Cite as: https://hdl.handle.net/21.11116/0000-0008-AAFF-A
Abstract
The size and shape of peptide ions in the gas phase are an under-explored dimension for mass spectrometry-based proteomics. To investigate the nature and utility of the peptide collisional cross section (CCS) space, we measure more than a million data points from whole-proteome digests of five organisms with trapped ion mobility spectrometry (TIMS) and parallel accumulation-serial fragmentation (PASEF). The scale and precision (CV<1%) of our data is sufficient to train a deep recurrent neural network that accurately predicts CCS values solely based on the peptide sequence. Cross section predictions for the synthetic ProteomeTools peptides validate the model within a 1.4% median relative error (R>0.99).
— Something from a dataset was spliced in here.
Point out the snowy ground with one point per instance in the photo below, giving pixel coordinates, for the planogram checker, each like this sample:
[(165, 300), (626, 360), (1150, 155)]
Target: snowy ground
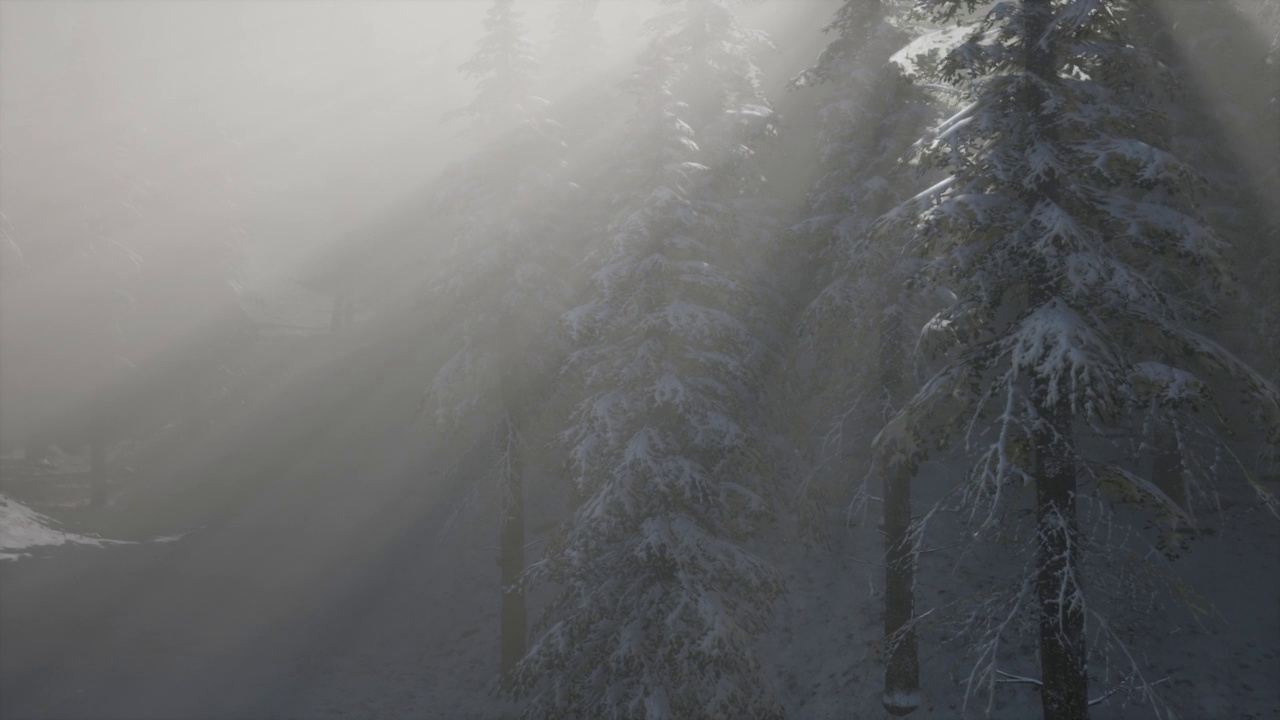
[(333, 593), (23, 529)]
Hydrophobicity, proportion of prolines and position of histidines are main determinants of the cross sections in addition to sequence-specific interactions. CCS values can now be predicted for any peptide and organism, forming a basis for advanced proteomics workflows that make full use of the additional information. Proteomics has been advanced by algorithms that can predict different peptide features, but predicting peptide collisional cross sections (CCS) has remained challenging. Here, the authors measure over one million CCS values of tryptic peptides and develop a deep learning model for peptide CCS prediction.